Each week as I read the newspapers, I am amazed at a number of anomalies that reflect our past and paint the realities of our current conditions. Sometimes those issues are based upon everyday events in front of our faces. In one of my African-American classes, the students received the results of their mid-term exams. Many did not do as well as they had expected. Nevertheless, what is to be expected when students have no semblance of African-American culture or history? Whites grow up in a system that is packed full of white privilege, and when they encounter an Afrocentric person, many have no ability to engage in that worldview.
As I distributed the graded exam, I shared with students that I would be collecting the exams back because I reuse some of the questions on future exams. This is similar to other professional exams drafters where the drafters reuse their questions. Why not recycle exam questions when most of the content will be repeated for the next class? As I started to collect the exam, I noted that one student had torn his exam into four pieces and set it on the desk in front of him. I asked him why he had torn up the exam in spite of my asking students to return the exam after they had reviewed their scores. His response was that he was disappointed in the results and did not like the exam. In my 20 years of teaching as an adjunct, I have never encountered a student who illustrated such behavior.
Each week I expect students to submit e-mail reaction journals on the content of the class readings and lectures and also on things that they normally might not want to share in class with other students. Race is such a difficult subject for many people, and the school of thought that advocates being “color blind” is the mentality promoted by institutions. The student in question is a good student in terms of all other engagements in this class—such as the class discussions—and he offered salient comments on this exam in the journal, as well as in his reaction after I probed him about that behavior in class. His comments were that he considered the exam trivial and that many of the exam questions did not get to the essence of the course. It is not uncommon for white students to think they know more about racism and the African experience. This same student has repeatedly labeled some of the guest speakers as racists toward African-American culture because of some of the comments they have made about oppression and historical experiences, as well as their personal observations.

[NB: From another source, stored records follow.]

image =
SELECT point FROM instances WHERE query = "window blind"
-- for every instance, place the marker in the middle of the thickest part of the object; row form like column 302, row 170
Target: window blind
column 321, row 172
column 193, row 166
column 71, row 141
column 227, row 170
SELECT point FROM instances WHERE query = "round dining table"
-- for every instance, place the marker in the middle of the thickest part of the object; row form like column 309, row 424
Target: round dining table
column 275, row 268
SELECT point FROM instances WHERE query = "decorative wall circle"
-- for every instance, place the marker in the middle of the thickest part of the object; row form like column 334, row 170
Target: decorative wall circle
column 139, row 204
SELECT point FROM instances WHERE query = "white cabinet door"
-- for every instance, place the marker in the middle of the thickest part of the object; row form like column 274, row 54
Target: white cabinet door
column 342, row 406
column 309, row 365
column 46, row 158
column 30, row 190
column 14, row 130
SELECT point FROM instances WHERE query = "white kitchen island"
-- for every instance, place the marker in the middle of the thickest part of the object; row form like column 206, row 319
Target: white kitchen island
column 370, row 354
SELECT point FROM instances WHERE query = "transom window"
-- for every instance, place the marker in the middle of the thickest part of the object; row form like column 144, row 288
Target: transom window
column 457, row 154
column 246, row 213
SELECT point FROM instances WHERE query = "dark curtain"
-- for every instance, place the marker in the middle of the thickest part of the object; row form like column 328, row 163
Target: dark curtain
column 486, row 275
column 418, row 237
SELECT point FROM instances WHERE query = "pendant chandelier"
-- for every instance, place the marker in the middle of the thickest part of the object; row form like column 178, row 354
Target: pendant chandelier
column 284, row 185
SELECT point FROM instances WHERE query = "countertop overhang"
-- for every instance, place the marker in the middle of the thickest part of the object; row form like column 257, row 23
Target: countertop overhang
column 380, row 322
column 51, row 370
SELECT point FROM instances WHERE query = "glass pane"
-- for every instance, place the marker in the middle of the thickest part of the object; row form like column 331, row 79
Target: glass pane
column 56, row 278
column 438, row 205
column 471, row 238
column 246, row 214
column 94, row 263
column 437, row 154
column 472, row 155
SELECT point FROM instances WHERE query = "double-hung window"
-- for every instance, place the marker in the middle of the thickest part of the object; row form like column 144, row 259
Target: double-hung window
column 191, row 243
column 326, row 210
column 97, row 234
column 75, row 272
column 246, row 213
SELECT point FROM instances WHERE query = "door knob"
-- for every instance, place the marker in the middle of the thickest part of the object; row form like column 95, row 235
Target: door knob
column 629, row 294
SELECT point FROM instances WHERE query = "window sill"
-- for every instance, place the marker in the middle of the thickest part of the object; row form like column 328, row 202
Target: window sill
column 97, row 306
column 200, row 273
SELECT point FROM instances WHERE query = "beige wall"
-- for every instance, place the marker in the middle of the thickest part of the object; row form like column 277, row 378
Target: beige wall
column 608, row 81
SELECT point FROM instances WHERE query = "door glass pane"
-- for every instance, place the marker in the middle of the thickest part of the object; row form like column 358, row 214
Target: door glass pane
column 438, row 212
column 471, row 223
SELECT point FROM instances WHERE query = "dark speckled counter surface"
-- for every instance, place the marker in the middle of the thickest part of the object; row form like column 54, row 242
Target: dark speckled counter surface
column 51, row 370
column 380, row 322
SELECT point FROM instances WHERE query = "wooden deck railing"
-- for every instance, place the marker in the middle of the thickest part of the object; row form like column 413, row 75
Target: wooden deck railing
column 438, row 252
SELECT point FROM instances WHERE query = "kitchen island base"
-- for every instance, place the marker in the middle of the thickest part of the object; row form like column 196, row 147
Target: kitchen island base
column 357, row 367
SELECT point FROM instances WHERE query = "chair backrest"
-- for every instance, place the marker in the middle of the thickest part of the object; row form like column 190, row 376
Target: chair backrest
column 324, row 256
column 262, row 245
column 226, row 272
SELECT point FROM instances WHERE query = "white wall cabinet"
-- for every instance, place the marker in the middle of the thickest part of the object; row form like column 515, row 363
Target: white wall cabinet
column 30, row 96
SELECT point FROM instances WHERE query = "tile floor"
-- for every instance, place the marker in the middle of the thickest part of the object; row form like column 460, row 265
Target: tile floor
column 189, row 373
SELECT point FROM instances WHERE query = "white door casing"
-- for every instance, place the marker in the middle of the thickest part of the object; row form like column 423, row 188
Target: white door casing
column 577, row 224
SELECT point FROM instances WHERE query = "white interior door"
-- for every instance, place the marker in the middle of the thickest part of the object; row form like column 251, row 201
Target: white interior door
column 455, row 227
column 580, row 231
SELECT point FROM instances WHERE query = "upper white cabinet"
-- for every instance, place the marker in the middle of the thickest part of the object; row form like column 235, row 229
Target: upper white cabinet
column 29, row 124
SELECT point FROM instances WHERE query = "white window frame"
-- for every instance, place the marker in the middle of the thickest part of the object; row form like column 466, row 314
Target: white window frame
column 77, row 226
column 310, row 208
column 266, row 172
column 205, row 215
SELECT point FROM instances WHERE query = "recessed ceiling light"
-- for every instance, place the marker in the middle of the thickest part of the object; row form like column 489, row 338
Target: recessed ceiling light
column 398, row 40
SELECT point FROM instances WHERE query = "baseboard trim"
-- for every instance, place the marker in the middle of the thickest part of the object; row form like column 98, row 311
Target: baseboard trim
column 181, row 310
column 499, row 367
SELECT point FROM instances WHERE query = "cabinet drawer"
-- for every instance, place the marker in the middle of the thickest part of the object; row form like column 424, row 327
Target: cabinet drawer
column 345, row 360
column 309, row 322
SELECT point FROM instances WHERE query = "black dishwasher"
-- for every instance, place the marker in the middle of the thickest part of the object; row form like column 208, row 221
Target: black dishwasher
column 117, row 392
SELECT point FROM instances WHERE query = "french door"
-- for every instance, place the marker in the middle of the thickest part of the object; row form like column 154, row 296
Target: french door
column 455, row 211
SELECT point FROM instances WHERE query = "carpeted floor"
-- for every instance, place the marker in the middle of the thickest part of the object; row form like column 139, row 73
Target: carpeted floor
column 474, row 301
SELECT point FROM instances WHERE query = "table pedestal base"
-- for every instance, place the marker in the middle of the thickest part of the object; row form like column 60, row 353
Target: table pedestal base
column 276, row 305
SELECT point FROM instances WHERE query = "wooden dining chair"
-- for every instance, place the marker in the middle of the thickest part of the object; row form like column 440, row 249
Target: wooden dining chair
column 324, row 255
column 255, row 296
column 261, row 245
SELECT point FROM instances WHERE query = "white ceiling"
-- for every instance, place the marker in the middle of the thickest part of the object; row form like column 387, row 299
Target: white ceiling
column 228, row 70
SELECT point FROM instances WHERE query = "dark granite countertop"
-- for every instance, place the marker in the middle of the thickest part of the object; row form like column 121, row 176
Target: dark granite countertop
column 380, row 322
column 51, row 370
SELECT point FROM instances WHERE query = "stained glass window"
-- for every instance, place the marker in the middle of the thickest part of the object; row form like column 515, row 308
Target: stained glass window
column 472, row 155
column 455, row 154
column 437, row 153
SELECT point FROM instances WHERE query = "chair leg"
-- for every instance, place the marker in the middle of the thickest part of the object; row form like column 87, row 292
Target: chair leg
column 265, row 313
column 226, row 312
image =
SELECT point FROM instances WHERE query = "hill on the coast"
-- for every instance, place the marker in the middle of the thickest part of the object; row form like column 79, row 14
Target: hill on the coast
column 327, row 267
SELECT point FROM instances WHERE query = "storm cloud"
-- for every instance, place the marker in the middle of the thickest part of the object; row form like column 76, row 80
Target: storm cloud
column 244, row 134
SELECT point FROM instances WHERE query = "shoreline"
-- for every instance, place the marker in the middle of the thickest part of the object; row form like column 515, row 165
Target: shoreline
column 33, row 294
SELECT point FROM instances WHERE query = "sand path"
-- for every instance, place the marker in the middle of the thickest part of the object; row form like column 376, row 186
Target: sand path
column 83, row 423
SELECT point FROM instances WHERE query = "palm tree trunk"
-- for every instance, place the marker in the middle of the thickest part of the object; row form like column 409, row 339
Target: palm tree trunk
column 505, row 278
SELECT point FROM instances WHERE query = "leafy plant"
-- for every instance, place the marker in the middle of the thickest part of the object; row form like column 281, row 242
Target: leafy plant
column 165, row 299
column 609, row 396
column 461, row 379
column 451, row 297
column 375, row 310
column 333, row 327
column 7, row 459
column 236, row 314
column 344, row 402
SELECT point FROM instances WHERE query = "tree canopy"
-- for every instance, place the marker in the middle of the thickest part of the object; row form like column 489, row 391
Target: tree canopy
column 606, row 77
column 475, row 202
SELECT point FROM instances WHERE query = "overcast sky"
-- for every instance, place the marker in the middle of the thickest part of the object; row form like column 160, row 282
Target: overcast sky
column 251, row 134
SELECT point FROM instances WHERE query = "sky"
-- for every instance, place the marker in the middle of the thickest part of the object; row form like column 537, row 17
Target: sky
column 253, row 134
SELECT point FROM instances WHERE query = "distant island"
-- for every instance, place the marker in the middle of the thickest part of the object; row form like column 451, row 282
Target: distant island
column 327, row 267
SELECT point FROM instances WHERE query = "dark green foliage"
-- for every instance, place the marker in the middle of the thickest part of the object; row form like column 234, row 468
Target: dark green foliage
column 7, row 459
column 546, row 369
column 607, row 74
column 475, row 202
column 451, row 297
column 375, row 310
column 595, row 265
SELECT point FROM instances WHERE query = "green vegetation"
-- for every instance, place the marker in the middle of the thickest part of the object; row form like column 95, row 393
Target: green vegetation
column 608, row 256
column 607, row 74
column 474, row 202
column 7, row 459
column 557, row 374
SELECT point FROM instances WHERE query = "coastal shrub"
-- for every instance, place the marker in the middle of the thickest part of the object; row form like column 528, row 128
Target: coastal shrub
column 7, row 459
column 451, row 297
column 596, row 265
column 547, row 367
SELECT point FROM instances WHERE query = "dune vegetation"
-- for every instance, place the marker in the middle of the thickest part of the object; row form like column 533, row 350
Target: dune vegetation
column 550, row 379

I have asked students not to use the term racist to describe people of color in a society that practices supremacy and overt apartheid. If one looks at the local census data, the city of Omaha is 31 percent people of color. Nevertheless, some of the elite, smug individuals like projecting onto the victims of so-called democracy their perspective of victimhood. This is similar to the bankers on Wall Street who stole billions of dollars while getting public bailouts and still collected bonuses for their incompetence.
When I ask students each semester if this is their first course dealing with diversity and African-Americans, or if I am their first African-American teacher, the majority of them respond yes. There lies the problem. We live in a diverse city, where most of the students have attended public institutions where taxpayer funds are utilized. For many of us, our race-based and -imposed speeding or traffic infractions are handed out by a police force that despises African-Americans and people of color. We are taxed either directly or indirectly by being required to support systems that offer no semblance of justice or equal employment opportunities for people of color. The State of Nebraska Department of Labor will not collect unemployment data by race because it will illustrate a public and private apartheid system.
I intend to ask my state senator if she will introduce legislation next session that requires any private or public institution that uses public funds in the city of Omaha to reflect the same demographics as that of the community or population served by that institution. Why are organizations able to acquire nonprofit status when clearly they are fraternities or clubs, or serving only members of their group? If I help send my future grandson or granddaughter to parochial schools, the schools should practice some form of diversity in order to get public funds. Many of these gated elite institutions are located only a few blocks from where there are large unemployed populations of people of color, and they refuse to hire them because of a myriad of dubious reasons.